One of the most effective ways to look at rights of passage is by tracking a group of people. It’s a familiar model that can lend itself to different kinds of experiences, from war stories to expeditions to immigration to more. Chronology usually drives the narrative, with the beginning introducing us to a disparate group of individuals and their histories. As the process unfolds, some succeed and some do not. Variations in experiences provide us with broad understanding, and if done well, offers opportunities for informed empathy. In other worlds, it is possible to recognize the journey at the individual and group level. The whole of the story can signify more than the sum of its parts.
Daniel Connolly effectively employs this model in The Book of Isaias: A Child of Hispanic Immigrants Seeks His Own America. In the book he follows Isaiah and several of his fellow Latinx high school classmates in Memphis, Tennessee, as they grow through post-secondary education and into college – or not. It is a fascinating, encouraging, heart-breaking, and important study. Most directly about the journey to higher education, the book is also about becoming an adult and an American, which is always a thought-provoking question. In times that tend to polarize, The Book of Isaias offers an encouraging story of common concerns, hopes and values. In Connolly’s skillful hands, we want things to turn out well for these students – even as we know that they face extraordinary challenges.
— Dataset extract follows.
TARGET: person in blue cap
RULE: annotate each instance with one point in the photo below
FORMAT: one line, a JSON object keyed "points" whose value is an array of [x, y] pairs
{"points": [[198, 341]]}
A journalist with strong language skills and a deep interest in immigration, Connolly spent five years on the book. First-hand interviews propel the stories of the young men and women, informed by larger-context information, data and reports. Connolly helps us appreciate the actions and choices of the teenagers while exploring their environment and options. He writes sympathetically but not uncritically.
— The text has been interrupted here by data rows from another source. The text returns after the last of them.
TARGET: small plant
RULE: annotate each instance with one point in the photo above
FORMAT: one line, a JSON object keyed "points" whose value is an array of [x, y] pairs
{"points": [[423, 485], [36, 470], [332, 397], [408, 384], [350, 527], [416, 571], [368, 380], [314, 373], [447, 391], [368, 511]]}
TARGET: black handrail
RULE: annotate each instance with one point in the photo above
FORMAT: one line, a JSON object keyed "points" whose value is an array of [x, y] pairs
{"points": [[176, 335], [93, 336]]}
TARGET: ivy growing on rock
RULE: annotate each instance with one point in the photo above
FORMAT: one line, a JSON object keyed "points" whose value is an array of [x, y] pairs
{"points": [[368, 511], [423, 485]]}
Connolly is helpful, too, in framing the general demographic trends, economic issues, and political actions that have increased Latinx populations throughout the United States. He stresses that twenty years ago there were few high schools with large numbers of Hispanic students in middle American cities such as Memphis. He acknowledges his own unfamiliarity with the ways that the city and so many other communities are changing. The time that he spent researching the book, and especially while he was embedded in the high school, very much opened his eyes.
Connolly learned that the schools and support systems are inadequately funded and usually serve the students poorly. The children have few champions and most of their families are ill-equipped to support them through a college education and, by default, life in the middle class. Citizenship status and immigration concerns are ever present anxieties for most of these students and their families. These are no small worries, either. Remember, too, that the book was researched in the Obama presidency. What Connolly elevates through the text and the narrative is how recognizable and “normal” the students are – regardless of whether or not Spanish was spoken at home. They are smart, they have tremendous potential, and in many ways the system is stacked against them.
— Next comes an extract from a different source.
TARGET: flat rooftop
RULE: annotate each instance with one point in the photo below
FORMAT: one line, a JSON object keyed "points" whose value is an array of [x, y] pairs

Isaias is a very smart student, the child of illegal immigrants. He thrives in an academic environment and his intelligence is noticed by his teachers and the school. He wants to attend college. Smarts are not enough to guarantee success, for culture and citizenship status greatly limits aid and opportunities. Simultaneously, financial pressures and familial expectations pull Isaias to work in the family’s house painting business. Add for-profit colleges messaging, concerns about value and belonging, and confusing tuition discounting to the mix and it is not difficult to understand how high school and secondary education failed to take advantage of Isaias tremendous potential. This happens all too often – even as many within the community affirm Isaias’ talent. He is one of the school’s brightest students.
Connolly also looks at several other of Isaias’s classmates. He interviews teachers, counselors, family members, and others involved in these students’ journeys. The recurring theme is that there is so much potential with these young men and women, potential that our communities and country is not realizing. Few of the students have actionable academic goals. They do not know what is possible. Connolly stresses that much hinges on a young man or woman making a personal connection to adult that cares and can inspire and support. Guidance counselors, for example, can be extraordinarily influential.
I was disappointed that community colleges did not figure as positive options in the book. Memphis’s local community college, Southwest Tennessee Community College, is highlighted for its low graduation rate and shrinking funding. Connolly quotes an administrator who stated that “college is what students make it.” That is not the way, in my experience, that most professionals in the community college world operate. In fact, much of what happens at successful community colleges – intrusive advising, wrap-around services, a focus on completion – is absent from The Book of Isaias.
Those complaints asides, The Book of Isaias has much to recommend. It’s a dynamic, informed, and attentive window into our young people, the courage and hope of our immigrant population, and a thoughtful study that underscores the amazing human capital that is around us every day.